Fig. 4 — Distribution of the Gd-tracer over time in each representative region for brain parenchyma. (b) In sections of the olfactory bulb, cerebral cortex, hippocampus, and cerebellum, subtraction images (generated by subtracting the signal ratio maps of the WT group from those of the KO group and converting them into color maps) are shown. Cross-sectional references are indicated by orange dashed lines (a).
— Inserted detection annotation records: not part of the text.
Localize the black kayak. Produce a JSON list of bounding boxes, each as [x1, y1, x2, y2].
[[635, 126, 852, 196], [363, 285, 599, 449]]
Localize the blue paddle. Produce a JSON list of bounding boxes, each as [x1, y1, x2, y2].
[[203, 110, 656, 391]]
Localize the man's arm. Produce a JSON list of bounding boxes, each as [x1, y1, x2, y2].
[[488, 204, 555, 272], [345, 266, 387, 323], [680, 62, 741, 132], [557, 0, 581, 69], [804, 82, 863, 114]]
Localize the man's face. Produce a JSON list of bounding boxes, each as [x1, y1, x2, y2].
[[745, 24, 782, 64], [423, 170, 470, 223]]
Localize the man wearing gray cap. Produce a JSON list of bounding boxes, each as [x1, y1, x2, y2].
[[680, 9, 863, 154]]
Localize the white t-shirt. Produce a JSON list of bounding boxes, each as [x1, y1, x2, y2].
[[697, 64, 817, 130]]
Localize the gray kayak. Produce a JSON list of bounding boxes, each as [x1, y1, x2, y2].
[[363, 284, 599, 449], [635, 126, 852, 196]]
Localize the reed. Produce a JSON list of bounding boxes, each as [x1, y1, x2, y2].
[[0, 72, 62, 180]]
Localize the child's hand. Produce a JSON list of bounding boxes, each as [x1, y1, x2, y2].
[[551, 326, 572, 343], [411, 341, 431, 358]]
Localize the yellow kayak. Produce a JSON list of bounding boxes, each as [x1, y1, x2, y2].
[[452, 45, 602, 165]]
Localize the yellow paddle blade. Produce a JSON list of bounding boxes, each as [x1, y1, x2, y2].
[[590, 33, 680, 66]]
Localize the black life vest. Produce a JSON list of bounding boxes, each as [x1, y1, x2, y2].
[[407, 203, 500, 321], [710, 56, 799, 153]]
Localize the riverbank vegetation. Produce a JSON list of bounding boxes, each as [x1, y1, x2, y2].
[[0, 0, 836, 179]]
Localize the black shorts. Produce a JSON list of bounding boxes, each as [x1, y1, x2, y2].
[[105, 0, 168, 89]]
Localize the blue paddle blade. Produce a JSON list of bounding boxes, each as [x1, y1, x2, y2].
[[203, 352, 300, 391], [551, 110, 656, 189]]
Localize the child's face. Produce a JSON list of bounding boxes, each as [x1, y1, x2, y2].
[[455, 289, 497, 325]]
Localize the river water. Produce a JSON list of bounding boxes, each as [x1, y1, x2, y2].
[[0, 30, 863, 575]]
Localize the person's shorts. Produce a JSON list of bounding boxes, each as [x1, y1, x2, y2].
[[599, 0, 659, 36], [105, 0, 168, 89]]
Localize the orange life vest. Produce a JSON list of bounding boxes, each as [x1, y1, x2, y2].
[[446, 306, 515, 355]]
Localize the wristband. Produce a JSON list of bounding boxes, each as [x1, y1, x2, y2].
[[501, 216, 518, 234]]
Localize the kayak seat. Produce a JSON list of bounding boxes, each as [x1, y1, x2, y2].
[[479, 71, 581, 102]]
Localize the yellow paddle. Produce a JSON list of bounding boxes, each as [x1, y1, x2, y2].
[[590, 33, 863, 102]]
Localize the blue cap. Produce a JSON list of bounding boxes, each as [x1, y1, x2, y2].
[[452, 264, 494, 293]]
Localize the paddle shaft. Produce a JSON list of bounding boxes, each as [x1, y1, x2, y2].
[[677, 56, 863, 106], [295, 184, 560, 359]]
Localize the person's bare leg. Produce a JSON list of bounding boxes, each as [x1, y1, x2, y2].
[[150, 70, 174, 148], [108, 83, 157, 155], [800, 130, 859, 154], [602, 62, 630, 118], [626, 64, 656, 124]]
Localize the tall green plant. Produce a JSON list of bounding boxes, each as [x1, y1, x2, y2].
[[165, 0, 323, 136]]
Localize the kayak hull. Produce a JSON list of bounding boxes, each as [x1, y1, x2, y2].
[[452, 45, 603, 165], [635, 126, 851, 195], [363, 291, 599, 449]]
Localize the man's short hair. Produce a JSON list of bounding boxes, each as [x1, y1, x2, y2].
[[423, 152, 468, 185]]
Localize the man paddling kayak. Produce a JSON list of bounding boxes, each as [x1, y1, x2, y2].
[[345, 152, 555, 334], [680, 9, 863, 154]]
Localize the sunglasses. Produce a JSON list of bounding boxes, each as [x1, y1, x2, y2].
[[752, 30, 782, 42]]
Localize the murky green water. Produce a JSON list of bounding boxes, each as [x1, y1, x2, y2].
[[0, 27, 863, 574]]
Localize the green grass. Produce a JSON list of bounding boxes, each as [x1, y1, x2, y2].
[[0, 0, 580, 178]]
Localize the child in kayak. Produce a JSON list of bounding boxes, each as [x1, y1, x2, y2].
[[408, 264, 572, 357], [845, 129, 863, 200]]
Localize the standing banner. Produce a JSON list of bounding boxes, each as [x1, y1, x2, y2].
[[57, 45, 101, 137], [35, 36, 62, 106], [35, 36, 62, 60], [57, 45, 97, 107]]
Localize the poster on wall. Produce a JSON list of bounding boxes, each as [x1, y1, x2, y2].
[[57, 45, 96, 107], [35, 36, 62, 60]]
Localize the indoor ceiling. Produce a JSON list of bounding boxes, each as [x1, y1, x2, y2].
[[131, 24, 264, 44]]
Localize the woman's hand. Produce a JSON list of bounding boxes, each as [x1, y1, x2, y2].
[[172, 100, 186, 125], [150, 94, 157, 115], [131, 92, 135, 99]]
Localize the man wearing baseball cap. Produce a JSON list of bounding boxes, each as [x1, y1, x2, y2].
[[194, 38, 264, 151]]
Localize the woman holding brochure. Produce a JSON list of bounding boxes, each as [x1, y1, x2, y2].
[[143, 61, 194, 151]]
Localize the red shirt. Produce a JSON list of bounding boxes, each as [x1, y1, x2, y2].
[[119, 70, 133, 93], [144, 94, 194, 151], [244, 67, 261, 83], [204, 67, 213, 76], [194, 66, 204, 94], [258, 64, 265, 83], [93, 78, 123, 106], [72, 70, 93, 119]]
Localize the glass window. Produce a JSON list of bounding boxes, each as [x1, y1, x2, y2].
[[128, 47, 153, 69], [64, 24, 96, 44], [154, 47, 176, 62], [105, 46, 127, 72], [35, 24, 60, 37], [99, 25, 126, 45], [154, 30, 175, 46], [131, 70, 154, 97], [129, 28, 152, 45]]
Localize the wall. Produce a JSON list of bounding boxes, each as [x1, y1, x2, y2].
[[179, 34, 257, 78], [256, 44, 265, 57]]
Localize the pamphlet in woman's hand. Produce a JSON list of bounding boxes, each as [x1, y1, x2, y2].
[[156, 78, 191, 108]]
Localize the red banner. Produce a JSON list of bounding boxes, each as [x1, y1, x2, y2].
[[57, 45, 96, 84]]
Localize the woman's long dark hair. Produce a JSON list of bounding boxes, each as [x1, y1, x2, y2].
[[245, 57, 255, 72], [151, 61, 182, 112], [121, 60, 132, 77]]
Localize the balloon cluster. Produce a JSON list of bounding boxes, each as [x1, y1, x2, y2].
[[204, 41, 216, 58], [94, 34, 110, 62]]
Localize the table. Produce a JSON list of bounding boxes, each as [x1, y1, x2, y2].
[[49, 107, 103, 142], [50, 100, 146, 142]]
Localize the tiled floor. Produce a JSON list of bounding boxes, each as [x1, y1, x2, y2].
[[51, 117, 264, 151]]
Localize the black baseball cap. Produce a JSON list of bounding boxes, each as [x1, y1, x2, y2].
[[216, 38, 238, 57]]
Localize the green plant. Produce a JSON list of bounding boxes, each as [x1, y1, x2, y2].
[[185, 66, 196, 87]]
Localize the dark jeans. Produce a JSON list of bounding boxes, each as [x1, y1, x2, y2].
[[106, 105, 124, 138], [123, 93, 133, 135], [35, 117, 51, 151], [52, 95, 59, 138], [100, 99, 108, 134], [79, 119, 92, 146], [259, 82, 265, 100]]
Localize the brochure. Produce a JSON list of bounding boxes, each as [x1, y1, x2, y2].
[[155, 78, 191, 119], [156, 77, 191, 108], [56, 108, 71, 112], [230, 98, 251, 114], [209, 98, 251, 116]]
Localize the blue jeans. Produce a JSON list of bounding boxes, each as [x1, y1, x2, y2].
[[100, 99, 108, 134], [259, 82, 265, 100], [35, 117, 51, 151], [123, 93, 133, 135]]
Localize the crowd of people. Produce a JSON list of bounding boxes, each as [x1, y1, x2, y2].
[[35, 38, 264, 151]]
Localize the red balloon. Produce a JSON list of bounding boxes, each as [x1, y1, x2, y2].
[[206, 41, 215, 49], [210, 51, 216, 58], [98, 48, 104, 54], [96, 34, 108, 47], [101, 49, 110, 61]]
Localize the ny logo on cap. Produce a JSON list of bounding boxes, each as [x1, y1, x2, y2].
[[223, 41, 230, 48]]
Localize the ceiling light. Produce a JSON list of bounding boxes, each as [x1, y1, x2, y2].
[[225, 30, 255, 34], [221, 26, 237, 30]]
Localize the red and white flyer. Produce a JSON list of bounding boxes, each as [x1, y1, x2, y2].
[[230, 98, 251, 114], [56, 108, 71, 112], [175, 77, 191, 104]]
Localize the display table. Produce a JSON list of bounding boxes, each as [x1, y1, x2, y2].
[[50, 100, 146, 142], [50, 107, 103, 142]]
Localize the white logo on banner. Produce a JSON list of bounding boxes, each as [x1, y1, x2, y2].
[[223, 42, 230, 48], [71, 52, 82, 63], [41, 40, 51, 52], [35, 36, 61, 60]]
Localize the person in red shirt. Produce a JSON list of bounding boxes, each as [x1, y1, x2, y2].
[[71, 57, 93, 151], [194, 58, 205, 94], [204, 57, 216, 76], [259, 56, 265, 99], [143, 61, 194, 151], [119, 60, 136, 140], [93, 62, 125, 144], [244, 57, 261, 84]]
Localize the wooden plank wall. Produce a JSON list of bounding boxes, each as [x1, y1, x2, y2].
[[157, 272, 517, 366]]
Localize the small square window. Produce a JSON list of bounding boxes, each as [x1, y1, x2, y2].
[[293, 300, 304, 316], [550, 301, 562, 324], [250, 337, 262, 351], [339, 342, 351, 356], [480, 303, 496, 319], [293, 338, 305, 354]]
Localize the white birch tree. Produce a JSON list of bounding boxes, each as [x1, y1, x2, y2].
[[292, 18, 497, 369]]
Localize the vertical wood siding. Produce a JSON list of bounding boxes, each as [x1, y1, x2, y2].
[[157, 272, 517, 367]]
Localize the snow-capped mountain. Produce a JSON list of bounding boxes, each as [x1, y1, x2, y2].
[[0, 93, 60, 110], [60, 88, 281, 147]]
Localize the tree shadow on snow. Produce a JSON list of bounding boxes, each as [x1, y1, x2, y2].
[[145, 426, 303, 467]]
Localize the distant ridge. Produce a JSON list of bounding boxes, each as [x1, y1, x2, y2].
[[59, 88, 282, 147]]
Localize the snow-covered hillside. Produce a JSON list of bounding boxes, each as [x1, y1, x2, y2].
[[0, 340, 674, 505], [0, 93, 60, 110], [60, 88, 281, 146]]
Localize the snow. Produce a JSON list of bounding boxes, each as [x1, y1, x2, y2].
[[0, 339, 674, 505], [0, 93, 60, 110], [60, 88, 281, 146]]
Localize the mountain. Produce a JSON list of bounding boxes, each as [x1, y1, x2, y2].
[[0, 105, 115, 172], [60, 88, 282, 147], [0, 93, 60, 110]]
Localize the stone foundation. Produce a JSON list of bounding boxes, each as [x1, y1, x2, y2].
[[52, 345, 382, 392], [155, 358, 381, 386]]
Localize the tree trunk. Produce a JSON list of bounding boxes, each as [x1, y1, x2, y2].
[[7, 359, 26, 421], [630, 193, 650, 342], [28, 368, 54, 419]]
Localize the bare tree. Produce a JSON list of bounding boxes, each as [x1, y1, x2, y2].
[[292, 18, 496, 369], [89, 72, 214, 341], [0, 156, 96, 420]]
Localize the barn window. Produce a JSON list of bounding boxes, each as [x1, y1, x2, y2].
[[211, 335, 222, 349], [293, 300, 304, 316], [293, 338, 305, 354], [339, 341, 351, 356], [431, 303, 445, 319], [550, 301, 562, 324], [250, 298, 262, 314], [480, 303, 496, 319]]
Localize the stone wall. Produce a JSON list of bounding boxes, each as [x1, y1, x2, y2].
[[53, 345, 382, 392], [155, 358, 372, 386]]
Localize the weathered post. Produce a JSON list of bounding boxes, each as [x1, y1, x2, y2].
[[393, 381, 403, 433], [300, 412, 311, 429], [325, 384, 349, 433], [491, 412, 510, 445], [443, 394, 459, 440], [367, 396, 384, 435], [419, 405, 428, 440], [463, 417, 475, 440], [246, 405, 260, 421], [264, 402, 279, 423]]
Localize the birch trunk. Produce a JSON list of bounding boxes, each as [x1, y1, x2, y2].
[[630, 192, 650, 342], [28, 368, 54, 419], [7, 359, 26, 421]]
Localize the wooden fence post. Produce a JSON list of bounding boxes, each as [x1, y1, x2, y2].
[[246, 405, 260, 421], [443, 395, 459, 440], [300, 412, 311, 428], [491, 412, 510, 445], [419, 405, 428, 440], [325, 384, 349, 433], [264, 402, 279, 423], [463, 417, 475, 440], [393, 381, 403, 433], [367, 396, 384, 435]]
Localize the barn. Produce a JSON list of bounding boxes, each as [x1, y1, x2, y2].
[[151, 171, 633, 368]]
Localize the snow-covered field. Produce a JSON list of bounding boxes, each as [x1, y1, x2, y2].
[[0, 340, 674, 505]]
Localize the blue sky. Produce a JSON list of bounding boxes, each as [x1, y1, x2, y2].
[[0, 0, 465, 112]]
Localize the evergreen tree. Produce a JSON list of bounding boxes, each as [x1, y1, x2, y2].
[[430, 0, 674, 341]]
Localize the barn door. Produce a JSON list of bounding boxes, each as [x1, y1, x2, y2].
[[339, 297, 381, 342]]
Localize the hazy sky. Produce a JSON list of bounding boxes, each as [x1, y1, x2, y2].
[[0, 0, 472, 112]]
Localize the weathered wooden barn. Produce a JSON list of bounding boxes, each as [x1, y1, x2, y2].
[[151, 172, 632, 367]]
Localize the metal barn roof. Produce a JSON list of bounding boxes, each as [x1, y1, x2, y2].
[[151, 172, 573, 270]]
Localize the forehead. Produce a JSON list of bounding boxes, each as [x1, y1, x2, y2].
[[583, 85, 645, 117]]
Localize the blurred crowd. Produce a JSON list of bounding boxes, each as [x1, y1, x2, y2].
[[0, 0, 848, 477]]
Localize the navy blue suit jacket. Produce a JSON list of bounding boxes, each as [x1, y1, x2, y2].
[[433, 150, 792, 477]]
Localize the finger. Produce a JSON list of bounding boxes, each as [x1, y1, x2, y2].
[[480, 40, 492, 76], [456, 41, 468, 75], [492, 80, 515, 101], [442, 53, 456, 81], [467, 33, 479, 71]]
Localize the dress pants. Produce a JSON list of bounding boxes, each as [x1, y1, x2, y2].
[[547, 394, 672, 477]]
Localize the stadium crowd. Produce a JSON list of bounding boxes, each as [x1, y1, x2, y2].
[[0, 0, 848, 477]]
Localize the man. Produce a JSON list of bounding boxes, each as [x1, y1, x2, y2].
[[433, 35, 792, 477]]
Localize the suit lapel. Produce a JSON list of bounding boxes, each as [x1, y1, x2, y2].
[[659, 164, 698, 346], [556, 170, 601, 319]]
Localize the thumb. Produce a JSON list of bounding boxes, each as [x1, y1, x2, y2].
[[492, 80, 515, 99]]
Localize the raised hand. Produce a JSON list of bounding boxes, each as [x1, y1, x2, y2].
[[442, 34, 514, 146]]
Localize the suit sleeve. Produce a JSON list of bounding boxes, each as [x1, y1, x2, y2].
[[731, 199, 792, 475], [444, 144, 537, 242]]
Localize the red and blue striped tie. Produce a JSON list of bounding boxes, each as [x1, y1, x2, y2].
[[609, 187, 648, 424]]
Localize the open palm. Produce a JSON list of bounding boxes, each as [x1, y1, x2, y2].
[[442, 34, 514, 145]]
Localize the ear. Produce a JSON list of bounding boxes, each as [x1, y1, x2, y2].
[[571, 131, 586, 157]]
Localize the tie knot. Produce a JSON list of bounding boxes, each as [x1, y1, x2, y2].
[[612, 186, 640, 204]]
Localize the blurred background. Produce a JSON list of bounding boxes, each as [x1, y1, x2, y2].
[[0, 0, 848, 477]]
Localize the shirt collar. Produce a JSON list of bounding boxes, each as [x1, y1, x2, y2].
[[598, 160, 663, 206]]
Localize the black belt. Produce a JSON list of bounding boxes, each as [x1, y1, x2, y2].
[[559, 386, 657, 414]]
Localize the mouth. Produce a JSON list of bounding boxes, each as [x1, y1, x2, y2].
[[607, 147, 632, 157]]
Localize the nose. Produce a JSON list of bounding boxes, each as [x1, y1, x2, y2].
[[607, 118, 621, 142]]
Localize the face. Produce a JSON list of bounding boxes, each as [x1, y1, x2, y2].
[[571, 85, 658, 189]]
The KO group showed lower Gd-tracer distribution in the olfactory bulb, ventral and lateral cerebral cortices, hippocampus, and dorsal cerebellum than the WT group (arrowheads). CSF, cerebrospinal fluid; Gd, gadolinium-based contrast agents; KO, aquaporin 4 knockout; WT, wild type.

The TIC analysis for each ROI is presented in Fig. 5, and the TIC parameter results for the ROIs of the CSF spaces and drainage pathways are presented in Fig. 6. In the CSF space (ventral, dorsal, and rostral), with UNT, DL, and OPT regarded as CSF drainage pathways, the signal ratio gradually peaked and subsequently washed out. The KO group showed higher signal ratios in the CSF space than that in the WT group, especially in the ventral CSF spaces, with two-way ANOVA revealing a significant difference (p < 0.05) (Fig. 5a). In the TIC parameter analysis, the AUC was significantly larger in the KO group than in the WT group in the ventral CSF space (WT: 662.9 ± 277.0, KO: 1209.2 ± 135.7, adjusted p = 0.048), and similar differences were observed in the rostral (WT: 446.2 ± 52.09, KO: 596.5 ± 148.5, adjusted p = 0.22) and dorsal (WT: 381.3 ± 120.4, KO: 447.2 ± 195.9, adjusted p = 0.45) CSF space, although not significant (Fig. 6a). The KO group had a significantly higher PS than the WT group in the ventral CSF space (WT: 8.1 ± 2.6, KO: 13.6 ± 1.2, adjusted p = 0.048), whereas a similar trend that was not significant was observed in the rostral (WT: 4.6 ± 0.7, KO: 6.2 ± 1.6, adjusted p = 0.16) and dorsal (WT: 4.0 ± 1.1, KO: 4.8 ± 2.2, adjusted p = 0.19) CSF spaces (Fig. 6b). No significant differences in AT, TTP, or MS were observed in each ROI of the CSF spaces between the groups (Fig. 6c, d, and e). In contrast, the KO group had lower signal ratios in the CSF drainage pathways than that in the WT group, with notable differences in UNT, as indicated by a two-way ANOVA (p < 0.05) (Fig. 5b). The AUC analysis showed a significant difference in UNT (WT: 330.2 ± 26.5, KO: 282.6 ± 18.7, adjusted p = 0.04) and an insignificant difference in DL (WT: 224.7 ± 39.6, KO: 185.0 ± 48.1, adjusted p = 0.30) and OPT (WT: 297.2 ± 18.8, KO: 286.5 ± 19.9, adjusted p = 0.44) (Fig. 6a). PS was significantly lower in the KO group than in the WT group at UNT (WT: 3.8 ± 0.2, KO: 3.2 ± 0.2, adjusted p = 0.04), and not significantly lower at DL (WT: 2.4 ± 0.3, KO: 1.9 ± 0.6, adjusted p = 0.44) (Fig. 6b). MS was significantly smaller in the KO group than in the WT group at UNT (WT: 0.08 ± 0.01, KO: 0.06 ± 0.01, adjusted p = 0.048) (Fig. 6c). AT and TTP were more delayed in the KO group than in the WT group at UNT, DL, and OPT; however, these differences were not significant (Fig. 6d and e).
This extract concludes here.